Le jury était composé de Olivier Forcade, Jean-Noël Grandhomme, Frédéric Guelton, Elli Lemonidou, Christine Manigand.


  • Résumé

    Fondée en 1878 par le traité de San Stefano, mutilée par celui de Berlin, la principauté autonome de Bulgarie voit ses destinées confiées en 1887 à Ferdinand de Saxe-Cobourg et Gotha. Le nouveau knyaz est contraint dès son avènement à imposer sa personne et les ambitions de son pays dans l’arène internationale. Après une lutte de longue haleine pour obtenir la reconnaissance de son titre par le concert européen, il s’évertue à mener les Bulgares vers la réalisation de leurs idéaux nationaux. Il se heurte aux blocages dus aux liens unissant Sofia à Constantinople, à la rivalité des États environnants et aux politiques balkaniques contradictoires des puissances. Le prince aiguise au fil des ans son sens de la diplomatie et déploie une politique extérieure visant à tirer profit à la fois de la position stratégique de son pays et des rivalités des forces en présence, tout en exploitant à bon escient les circonstances successives. Sa politique de bascule aux ressorts progressivement définis est mise en œuvre, et à l’épreuve, au cours des secousses qui rythment les deux premières décennies du XXe siècle. Si elle permet à la Bulgarie d’accéder à l’indépendance, et au statut de royaume, dans le sillage de la crise bosniaque de 1908, ses revers sont patents pendant les Guerres balkaniques et le premier conflit mondial.

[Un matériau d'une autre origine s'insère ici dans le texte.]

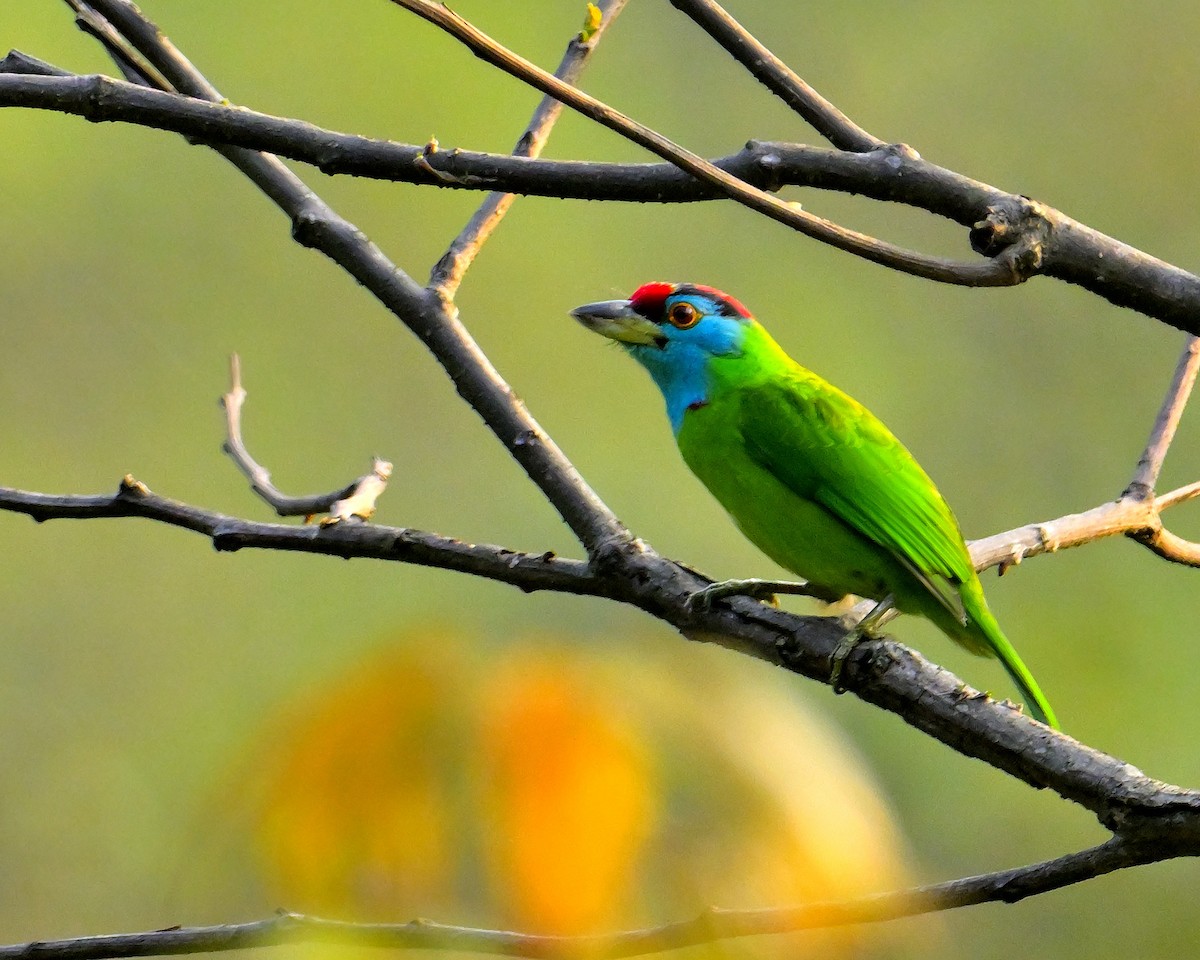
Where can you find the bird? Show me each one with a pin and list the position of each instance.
(811, 477)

Pourtant, force est de constater que ses échecs ne sont pas imputables au seul Ferdinand dont l’examen des faits tend à atténuer les responsabilités dans les « Catastrophes nationales », les deux défaites vécues par les Bulgares en 1913 et 1918, conséquences d’un écheveau de causes d’une grande complexité.

  • Titre traduit

    Ferdinand I of Bulgaria : Foreign Policy and Diplomacy (1887-1918)


  • Résumé

    The boundaries of an autonomous Bulgarian principality established by the provision of the San Stefano Treaty in 1878 were substantially reduced by the Great Powers at Berlin. Many unresolved problems between Sofia and Saint-Petersburg led to suspension of the bilateral relations and the abdication of Alexander of Battenberg. Ferdinand of Saxe-Cobourg and Gotha was elected Prince in 1887. After a “controversial” accession to the Bulgarian throne, the young knyaz was committed to impose himself and his country’s national interests to the international scene. After a long-term efforts aimed at recognition of his title of king amongst European chancelleries, he tried hard to realise Bulgarian national ideas. However, it undermined relationship between Sofia and Constantinople but also contributed to the rivalry between surrounding States and the Great Powers in the Balkans. Due to his diplomatic experience, Ferdinand opted for a new foreign policy strategy designed to benefit both from the Bulgaria’s strategic position and the rivalry between powers. Thus, the first two decades of the 20th century were marked by the tumult of Balkan politics. However, it allowed Bulgaria to gain independence, the status of the Kingdom in the wake of the Bosnian crisis in 1908, and the defeats during the Balkan Wars and the First World War. The defeats are not attributable entirely to Ferdinand who was the most responsible for the “National Catastrophes” in 1913 and 1918. This research has shown that fact-based analysis provides a more nuanced picture of Ferdinand’s reign which was effected by a complexity of contributing factors that inevitably plunged the country into international isolation and defeat in the Great War.